AMA (NSW) submits that clause 10 (3) should be removed from the NSW Bill as a discussion regarding voluntary assisted dying is not a discussion for an acute setting and is undertaken by a medical practitioner ideally as part of a considered discussion and as to treatment options of palliative care and voluntary assisted dying.
Offences
AMA (NSW) encourages a review of the provisions of Part 7 of the Bill.
There are some provisions in Part 7 that could be better expressed to make it clearer to those participating in the voluntary assisted dying process what their obligations are and the consequences for failing to meet them. For example, section 129 might be amended to reflect that following revocation of a self-administration order after an authorised supplier has supplied a prescribed substance for the patient, should the contact person fail to give the prescribed substance to an authorised disposer as soon as practicable and not later than 14 days after the day on which the decision is revoked, commits an offence.
For provisions such as section 123 (unauthorised administration of a prescribed substance), consideration should be given as to whether, given the penalty, there should be an element of intention. The Victorian Act includes an element of intention in a number of offences.
The penalties for offences between jurisdictions vary considerably in some instances. For example, inducing the self-administration of a voluntary assisted dying substance is punishable by 6 years imprisonment and or 600 penalty units in Victoria. In NSW and WA, it is punishable by life imprisonment. It is important to understand the rationale for the position that will be adopted in New South Wales on these issues.
While the term ‘pressure or duress’ is defined in the NSW Bill to include undue influence, coercion, intimidation and threats, the use of two terms suggests there may be a distinction between the two. The WA Act uses the term ‘coercion’ and in Victoria ‘undue influence’. AMA (NSW) submits the preferable course would be for NSW to take the same approach.

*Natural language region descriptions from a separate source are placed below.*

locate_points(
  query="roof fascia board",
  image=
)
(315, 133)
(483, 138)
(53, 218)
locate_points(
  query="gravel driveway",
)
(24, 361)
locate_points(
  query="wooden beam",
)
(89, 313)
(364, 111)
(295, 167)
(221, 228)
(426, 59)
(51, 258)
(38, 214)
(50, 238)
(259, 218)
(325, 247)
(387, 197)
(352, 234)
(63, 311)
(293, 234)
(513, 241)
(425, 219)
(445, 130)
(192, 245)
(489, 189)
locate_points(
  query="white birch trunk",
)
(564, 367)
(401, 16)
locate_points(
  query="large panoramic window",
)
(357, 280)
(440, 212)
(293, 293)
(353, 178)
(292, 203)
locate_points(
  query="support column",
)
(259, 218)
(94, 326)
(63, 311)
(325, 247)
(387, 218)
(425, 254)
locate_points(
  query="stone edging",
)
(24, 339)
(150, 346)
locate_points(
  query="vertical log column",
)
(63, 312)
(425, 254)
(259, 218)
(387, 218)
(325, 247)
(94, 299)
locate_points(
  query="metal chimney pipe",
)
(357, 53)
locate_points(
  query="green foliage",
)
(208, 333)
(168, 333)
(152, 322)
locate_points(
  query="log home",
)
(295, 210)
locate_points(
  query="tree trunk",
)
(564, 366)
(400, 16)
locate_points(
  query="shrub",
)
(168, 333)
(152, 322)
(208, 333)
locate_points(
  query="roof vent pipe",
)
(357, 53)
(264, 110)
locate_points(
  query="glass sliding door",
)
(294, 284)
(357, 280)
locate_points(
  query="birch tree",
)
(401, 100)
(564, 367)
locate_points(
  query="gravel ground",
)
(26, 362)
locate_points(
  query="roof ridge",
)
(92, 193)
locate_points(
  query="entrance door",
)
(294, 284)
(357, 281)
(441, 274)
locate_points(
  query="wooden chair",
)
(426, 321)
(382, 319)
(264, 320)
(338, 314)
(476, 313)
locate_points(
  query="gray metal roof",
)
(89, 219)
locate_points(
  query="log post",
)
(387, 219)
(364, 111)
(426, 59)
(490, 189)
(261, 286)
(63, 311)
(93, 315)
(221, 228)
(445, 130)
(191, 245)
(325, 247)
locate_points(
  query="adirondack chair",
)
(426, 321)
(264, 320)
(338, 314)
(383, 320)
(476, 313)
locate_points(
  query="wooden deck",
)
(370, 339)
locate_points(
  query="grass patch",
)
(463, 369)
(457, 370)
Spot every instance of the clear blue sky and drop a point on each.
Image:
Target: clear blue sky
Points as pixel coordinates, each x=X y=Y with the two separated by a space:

The NSW Bill is silent on penalties for corporations. Under the Victorian Act there are penalties for corporations as well as individuals. AMA (NSW) submits that consideration to penalties for offences committed by corporations should be considered.
AMA (NSW) also submits that the penalties for the failure to submit paperwork within a designated timeframe are unnecessary (for example clause 30(2) of the NSW Bill.
AMA (NSW) submits that medical practitioners have a professional obligation to act in a patient’s best interest which includes ensuring they comply with relevant statutory requirements. If a medical practitioner fails to do so, there are existing regulatory processes that would be followed.
Palliative care funding
Whether the NSW Bill (in its current form or amended form) becomes law in NSW, there is an urgent need for greater funding and resourcing for palliative care services in NSW. Patients facing end-of-life decisions and with time-limiting illnesses must be provided with information and access to all available options.
People with life-limiting conditions deserve comprehensive support and access to all information and options for their futures.